Third, treat GEO as a real workstream. Synchrony has made its GEO investment explicit because AI-mediated discovery does not follow SEO logic. Product names, prices, stock, reviews, financing terms, shipping conditions — each needs to be cleanly interpretable by generative models. We covered the SEO/AEO shift in Google UCP and the new e-commerce SEO playbook.

Closing Thoughts

Synchrony Financial's agentic commerce strategy is, today, one of the cleanest answers to a hard question: how do you embed BNPL and private-label cards — financial products that require explanation — into AI agent conversations? The Chat / Decide / Buy product strategy, combined with simultaneous participation in the AP2, Mastercard and Visa standards tracks, makes that answer concrete.

For e-commerce operators, the message is simple.
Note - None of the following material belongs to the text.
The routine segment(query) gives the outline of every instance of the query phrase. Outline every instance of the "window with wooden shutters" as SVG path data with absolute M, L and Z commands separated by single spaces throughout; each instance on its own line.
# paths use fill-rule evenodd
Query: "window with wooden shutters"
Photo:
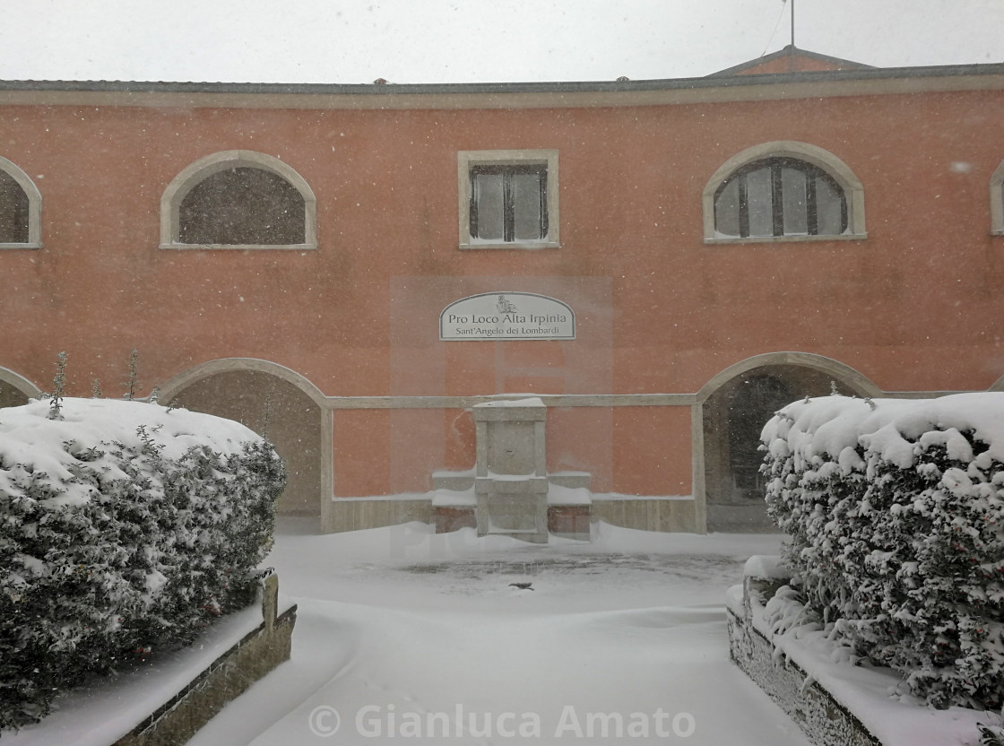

In an AI-agent-mediated world, payment and financing options will be ranked by how accurately their machine-readable data is presented and how early they sit in the standards layer. The work of restructuring payment and financing data with the same care as product data has to start now.

Step back further and Synchrony's move is also a playbook for how financial institutions survive AI-era commerce in general. BNPL providers, banks and processors each have to decide which layer they will occupy in the standards stack and which moments they want AI agents to recognize them in. That competition is set to accelerate sharply through 2026.